NGramLanguageModeler(
  (embeddings): Embedding(98, 10)
  (linear1): Linear(in_features=20, out_features=128, bias=True)
  (linear2): Linear(in_features=128, out_features=98, bias=True)
)


In [27]:
# Analyze the number of trainable parameters in the model
trainable_params = sum(
	p.numel() for p in model.parameters() if p.requires_grad
)

print(trainable_params)
assert trainable_params == (len(vocab) * EMBEDDING_DIM) + (CONTEXT_SIZE * EMBEDDING_DIM * 128) + 128 + (128 * len(vocab)) + len(vocab)

385355


#### Training the NNLM(5')

In [11]:
# Finish the training code below
# We will train the model using the ngrams we just extracted
# The training code is similar to the one we used in the Assignment 2
def train_model(model, ngrams, word_to_ix, loss_function, optimizer, epochs=10):
    losses = []
    for epoch in range(epochs):
        total_loss = 0
        # Step through the training data one context-target pair at a time
        # We will change this to mini-batch later
        # shuffle the ngrams for each epoch
        import random
        random.shuffle(ngrams)
        for context, target in ngrams:
            # !! Fix the code below !!
            # Step 1. Prepare the inputs to be passed to the model (i.e., turn the words
            # into integer indices and wrap them in tensors)
            # Hint: Use word_to_ix to map words to indices
            context_idxs = [word_to_ix[w] for w in context]
            target_idx = word_to_ix[target]
            # Finish the following line
            # Step 2. Recall that torch *accumulates* gradients.
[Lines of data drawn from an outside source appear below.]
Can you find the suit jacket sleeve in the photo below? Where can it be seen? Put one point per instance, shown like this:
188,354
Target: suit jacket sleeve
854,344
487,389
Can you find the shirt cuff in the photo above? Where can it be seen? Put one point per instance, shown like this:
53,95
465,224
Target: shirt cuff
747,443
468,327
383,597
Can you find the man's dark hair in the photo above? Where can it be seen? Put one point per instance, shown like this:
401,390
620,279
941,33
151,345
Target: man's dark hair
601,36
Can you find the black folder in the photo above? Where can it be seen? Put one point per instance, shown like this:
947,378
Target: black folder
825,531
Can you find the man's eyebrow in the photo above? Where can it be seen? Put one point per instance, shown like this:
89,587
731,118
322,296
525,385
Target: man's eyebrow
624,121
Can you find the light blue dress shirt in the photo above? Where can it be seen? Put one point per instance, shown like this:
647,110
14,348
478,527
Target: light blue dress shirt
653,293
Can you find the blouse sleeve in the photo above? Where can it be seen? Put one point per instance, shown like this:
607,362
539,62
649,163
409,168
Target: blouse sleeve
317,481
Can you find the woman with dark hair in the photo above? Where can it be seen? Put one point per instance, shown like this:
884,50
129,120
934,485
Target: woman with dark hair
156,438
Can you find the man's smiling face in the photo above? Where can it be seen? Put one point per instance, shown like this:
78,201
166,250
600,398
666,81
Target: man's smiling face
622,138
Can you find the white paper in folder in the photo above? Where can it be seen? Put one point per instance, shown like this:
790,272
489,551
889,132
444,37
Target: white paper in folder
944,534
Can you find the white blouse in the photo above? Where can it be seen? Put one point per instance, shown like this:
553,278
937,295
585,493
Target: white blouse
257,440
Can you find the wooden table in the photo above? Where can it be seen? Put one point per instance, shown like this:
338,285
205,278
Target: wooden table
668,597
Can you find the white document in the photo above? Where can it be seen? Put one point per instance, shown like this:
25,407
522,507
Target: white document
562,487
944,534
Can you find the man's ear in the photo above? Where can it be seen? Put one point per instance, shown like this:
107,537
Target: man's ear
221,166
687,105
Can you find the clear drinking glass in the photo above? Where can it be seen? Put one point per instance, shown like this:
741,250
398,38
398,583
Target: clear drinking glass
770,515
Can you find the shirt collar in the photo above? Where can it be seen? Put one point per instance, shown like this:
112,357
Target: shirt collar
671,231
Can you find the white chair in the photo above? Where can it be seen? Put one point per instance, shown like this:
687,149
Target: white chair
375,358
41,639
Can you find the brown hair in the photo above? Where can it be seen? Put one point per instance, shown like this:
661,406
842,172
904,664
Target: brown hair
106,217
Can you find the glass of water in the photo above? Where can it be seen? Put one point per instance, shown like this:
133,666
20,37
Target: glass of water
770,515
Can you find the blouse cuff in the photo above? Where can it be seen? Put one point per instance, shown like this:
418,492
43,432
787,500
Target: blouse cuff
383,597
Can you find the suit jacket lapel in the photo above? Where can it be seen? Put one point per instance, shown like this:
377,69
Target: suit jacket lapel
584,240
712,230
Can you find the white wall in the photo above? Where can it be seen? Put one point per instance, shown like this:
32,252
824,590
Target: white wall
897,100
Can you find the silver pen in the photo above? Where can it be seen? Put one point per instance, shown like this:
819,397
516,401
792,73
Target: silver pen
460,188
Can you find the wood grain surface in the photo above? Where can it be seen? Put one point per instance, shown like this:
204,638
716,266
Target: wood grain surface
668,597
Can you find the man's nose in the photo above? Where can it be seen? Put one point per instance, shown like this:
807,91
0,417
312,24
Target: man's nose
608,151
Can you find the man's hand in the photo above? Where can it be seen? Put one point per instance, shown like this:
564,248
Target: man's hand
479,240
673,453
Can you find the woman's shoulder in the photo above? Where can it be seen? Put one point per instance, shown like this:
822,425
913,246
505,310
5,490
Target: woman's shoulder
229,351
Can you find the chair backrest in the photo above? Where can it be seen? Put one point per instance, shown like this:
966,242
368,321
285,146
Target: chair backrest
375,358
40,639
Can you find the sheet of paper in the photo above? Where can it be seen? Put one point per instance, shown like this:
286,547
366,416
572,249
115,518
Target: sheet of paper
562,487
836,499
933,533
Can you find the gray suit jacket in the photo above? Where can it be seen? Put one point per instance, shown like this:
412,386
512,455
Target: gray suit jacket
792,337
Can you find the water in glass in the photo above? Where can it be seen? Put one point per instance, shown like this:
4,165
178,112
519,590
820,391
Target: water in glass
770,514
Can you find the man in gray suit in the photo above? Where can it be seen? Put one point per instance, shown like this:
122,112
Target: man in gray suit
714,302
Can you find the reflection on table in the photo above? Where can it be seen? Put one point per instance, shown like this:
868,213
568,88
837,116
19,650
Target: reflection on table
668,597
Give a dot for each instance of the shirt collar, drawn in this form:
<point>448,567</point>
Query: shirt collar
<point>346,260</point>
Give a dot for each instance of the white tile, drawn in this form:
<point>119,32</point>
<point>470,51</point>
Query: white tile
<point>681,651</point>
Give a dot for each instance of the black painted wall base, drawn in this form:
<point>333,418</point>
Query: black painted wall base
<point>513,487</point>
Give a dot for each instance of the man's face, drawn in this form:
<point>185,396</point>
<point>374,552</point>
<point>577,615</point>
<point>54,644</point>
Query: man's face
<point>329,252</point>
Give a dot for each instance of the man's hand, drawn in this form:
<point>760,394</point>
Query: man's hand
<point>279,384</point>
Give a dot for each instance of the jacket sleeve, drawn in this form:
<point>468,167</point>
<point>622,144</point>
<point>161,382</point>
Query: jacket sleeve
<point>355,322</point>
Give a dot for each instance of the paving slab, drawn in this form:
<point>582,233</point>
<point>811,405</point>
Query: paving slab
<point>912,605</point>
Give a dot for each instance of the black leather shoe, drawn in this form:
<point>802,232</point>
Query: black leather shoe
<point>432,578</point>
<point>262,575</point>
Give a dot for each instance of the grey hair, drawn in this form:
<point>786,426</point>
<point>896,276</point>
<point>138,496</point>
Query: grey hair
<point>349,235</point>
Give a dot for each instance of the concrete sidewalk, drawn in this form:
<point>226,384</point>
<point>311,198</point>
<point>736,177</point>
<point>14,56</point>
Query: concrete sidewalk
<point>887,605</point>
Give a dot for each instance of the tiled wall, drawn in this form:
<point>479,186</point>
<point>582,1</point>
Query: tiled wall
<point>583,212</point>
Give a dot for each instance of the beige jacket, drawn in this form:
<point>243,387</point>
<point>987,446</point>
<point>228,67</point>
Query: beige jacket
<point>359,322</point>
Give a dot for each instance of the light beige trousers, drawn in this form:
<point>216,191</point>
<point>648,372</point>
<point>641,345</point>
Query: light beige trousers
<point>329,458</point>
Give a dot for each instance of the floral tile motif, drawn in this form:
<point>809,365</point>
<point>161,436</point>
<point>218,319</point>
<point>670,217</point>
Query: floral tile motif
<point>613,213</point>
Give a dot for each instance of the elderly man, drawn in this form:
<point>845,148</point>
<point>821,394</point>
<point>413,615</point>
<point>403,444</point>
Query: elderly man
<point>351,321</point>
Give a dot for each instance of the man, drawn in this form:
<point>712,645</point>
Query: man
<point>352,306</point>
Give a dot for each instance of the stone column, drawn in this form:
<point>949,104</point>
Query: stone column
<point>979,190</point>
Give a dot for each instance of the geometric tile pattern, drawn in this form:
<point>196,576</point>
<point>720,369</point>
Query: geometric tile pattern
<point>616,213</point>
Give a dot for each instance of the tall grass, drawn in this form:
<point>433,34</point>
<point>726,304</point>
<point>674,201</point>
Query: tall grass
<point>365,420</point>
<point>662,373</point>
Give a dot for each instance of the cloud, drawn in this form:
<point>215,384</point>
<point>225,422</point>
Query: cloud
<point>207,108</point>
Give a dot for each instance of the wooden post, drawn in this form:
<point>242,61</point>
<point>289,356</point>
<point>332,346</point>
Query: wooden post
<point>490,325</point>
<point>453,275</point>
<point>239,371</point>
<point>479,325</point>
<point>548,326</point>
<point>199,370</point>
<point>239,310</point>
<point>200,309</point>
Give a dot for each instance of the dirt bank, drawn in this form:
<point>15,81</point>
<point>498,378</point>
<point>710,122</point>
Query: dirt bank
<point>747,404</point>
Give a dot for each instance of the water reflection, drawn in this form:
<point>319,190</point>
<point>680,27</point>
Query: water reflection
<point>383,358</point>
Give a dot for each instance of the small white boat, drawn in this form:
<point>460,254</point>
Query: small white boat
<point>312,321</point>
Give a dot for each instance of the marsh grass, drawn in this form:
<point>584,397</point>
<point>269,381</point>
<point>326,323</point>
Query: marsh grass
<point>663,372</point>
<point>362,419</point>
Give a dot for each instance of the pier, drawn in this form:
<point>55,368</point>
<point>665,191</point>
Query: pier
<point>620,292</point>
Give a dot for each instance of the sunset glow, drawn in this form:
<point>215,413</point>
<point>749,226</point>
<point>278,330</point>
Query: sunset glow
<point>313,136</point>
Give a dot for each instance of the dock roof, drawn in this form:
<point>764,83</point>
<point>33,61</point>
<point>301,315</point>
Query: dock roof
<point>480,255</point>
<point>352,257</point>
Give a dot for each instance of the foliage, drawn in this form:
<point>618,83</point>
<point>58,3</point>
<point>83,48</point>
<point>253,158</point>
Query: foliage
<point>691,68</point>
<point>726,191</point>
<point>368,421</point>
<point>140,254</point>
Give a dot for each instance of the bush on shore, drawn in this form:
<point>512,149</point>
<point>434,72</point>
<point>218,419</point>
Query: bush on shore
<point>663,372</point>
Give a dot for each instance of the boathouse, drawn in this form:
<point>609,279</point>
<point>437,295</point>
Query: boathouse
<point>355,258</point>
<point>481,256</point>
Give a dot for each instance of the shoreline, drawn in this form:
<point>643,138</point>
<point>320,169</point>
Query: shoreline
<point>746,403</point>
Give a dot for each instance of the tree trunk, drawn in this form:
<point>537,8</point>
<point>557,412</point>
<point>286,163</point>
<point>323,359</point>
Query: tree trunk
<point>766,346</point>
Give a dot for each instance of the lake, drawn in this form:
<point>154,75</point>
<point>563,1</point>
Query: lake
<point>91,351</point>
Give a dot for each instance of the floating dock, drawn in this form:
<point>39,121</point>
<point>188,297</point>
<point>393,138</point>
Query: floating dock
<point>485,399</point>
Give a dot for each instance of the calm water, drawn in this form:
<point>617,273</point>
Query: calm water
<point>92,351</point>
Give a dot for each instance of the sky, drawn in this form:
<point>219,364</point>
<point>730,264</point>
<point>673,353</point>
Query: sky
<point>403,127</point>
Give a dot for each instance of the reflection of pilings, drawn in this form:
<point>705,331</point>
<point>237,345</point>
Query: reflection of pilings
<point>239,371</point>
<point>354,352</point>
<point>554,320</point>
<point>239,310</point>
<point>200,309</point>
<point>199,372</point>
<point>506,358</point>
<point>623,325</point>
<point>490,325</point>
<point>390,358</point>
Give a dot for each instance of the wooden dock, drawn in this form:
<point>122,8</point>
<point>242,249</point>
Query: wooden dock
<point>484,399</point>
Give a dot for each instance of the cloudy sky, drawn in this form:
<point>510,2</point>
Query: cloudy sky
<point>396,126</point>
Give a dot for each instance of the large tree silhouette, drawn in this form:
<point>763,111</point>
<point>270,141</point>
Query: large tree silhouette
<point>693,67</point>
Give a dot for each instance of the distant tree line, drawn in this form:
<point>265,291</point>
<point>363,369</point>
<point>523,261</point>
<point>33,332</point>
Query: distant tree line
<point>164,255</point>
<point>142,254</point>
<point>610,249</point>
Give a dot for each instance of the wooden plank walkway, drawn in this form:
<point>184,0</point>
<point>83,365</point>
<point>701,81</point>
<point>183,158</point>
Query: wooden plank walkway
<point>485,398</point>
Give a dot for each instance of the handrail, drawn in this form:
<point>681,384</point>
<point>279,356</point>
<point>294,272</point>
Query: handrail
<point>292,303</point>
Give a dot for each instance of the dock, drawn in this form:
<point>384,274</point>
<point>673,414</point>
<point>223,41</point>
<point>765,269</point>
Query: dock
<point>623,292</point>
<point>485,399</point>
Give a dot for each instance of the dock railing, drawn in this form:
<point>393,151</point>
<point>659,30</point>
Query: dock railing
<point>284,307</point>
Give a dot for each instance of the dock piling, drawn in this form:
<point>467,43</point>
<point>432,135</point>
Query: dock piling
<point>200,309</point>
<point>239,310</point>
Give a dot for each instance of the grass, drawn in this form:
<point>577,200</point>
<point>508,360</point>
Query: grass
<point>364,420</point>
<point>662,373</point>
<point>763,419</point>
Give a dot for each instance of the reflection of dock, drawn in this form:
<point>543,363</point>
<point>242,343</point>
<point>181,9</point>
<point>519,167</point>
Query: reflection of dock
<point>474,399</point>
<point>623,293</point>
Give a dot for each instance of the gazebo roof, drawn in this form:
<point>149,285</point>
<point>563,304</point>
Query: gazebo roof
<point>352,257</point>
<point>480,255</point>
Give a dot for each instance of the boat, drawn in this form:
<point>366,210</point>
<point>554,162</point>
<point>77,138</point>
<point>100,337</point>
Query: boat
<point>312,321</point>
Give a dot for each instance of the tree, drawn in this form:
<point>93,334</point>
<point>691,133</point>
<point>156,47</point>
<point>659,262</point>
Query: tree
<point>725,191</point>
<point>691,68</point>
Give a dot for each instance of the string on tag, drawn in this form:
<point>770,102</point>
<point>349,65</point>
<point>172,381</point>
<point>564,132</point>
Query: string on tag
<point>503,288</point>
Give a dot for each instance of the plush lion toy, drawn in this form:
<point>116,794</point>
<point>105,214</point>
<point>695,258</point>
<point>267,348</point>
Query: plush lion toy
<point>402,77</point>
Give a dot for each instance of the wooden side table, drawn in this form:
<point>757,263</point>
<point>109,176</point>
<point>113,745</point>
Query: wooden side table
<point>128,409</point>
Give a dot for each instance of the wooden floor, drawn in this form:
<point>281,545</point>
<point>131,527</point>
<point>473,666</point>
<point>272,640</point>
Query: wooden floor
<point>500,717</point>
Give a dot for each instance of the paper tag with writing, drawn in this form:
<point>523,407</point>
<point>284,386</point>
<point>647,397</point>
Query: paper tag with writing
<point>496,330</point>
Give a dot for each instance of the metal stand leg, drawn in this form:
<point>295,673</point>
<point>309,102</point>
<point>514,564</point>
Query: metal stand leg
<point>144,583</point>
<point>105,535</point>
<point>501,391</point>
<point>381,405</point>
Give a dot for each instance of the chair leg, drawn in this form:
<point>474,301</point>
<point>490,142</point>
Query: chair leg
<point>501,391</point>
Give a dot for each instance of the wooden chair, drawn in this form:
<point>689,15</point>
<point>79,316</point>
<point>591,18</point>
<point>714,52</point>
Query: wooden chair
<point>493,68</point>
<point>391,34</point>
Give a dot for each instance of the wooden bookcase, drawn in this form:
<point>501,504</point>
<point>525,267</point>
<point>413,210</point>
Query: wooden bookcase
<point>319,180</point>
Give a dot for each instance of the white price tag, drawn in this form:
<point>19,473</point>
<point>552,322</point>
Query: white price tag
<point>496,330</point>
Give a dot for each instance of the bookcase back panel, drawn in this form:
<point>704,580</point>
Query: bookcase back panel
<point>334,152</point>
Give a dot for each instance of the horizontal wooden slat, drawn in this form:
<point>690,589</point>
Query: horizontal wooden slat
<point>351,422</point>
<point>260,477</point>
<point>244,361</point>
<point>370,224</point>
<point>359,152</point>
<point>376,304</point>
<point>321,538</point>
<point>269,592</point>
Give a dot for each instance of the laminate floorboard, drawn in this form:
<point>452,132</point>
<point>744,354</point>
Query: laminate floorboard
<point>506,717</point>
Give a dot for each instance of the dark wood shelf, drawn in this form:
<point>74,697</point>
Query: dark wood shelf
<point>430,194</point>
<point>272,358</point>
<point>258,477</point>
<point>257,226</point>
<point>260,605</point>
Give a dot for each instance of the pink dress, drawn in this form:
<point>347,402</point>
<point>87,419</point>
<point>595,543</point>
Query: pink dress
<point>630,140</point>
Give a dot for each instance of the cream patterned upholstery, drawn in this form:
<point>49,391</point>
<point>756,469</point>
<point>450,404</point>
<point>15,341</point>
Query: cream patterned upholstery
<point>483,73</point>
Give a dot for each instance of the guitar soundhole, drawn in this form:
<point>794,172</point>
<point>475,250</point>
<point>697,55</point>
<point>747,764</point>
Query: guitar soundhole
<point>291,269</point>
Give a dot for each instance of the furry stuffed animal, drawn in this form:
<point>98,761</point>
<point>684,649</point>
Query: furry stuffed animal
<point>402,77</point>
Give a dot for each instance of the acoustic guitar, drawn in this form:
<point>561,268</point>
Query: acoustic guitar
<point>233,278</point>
Before passing in a
            # new instance, you need to zero out the gradients from the old
            # instance
            optimizer.zero_grad()
            context_tensor = torch.tensor(context_idxs, dtype=torch.long)
            target_tensor = torch.tensor([target_idx], dtype=torch.long)
            # Step 3. Run the forward pass, getting log probabilities over next words
            log_probs = model(context_tensor)
            # Step 4. Compute your loss function. (Again, Torch wants the target
            # word wrapped in a tensor)
            loss = loss_function(log_probs, target_tensor)
            # Step 5. Do the backward pass and update the gradient
            # Hint: caculate the loss, call loss.backward(), and then call optimizer.step()
            loss.backward()
            optimizer.step()
            # Get the Python number from a 1-element Tensor by calling tensor.item()
            total_loss += loss.item()
        losses.append(total_loss)
        print(f"Epoch {epoch + 1}, Loss: {total_loss}")
    return losses

# Train the model using the train_model function
losses = train_model(model, ngrams, word_to_ix, loss_function, optimizer)

# To get the embedding of a particular word, e.g., "beauty"
print(model.embeddings.weight[word_to_ix["beauty"]])

Epoch 1, Loss: 525.8715076446533
Epoch 2, Loss: 523.370274066925
Epoch 3, Loss: 520.8853225708008
Epoch 4, Loss: 518.4166378974915
Epoch 5, Loss: 515.963339805603
Epoch 6, Loss: 513.5233128070831
Epoch 7, Loss: 511.0958275794983
Epoch 8, Loss: 508.6792848110199
Epoch 9, Loss: 506.2722725868225
Epoch 10, Loss: 503.87573432922363
tensor([ 1.3009, -0.6289, -0.0693,  0.6943, -0.2894,  0.1512, -0.2991, -0.1297,
         1.5375,  0.9191], grad_fn=<SelectBackward0>)


Let use the training file in assignment 1 to rebuild this Neural Ngram model.

In [12]:
# Reading the lines from training file in assignment 1
with open("../data/training.txt", "r") as f:
    lines = f.readlines()
# Just print the first 3 lines to see how it looks like
print(lines[:3])

["In college football action , the University of Donald Trump's Fighting Donald Trumps wins the national championship in the Donald Trump Bowl by purchasing a last-second field goal for a reported $ 23 million . \n", 'The savings and loan industry announces heavy fourth-quarter bingo losses . \n', 'President Bush is sworn in and declares a War on Trout . \n']


In [13]:
# Generate ngrams from the training file
# We will simply split the lines into words via whitespace
# and use a context size of 2 to build the trigrams.
# Let us assume a simple key-value dictionary to map each words into an index.
# Let us ignore case of the words, the starting and ending tokens for each line for now.
CONTEXT_SIZE = 2
EMBEDDING_DIM = 10

ngrams = [] # list of tuples
vocab = set()
# Just split the lines into words via whitespace
# and use a context size of 2 to build the trigrams.
# Let us ignore case of the words, still padding with <s>.
# generate the ngrams for each line and add them to the ngrams list
# add the words to the vocab set
for line in lines:
    words = line.lower().strip().split()
    vocab.update(words)
    ngrams.extend(extract_ngrams(CONTEXT_SIZE, words))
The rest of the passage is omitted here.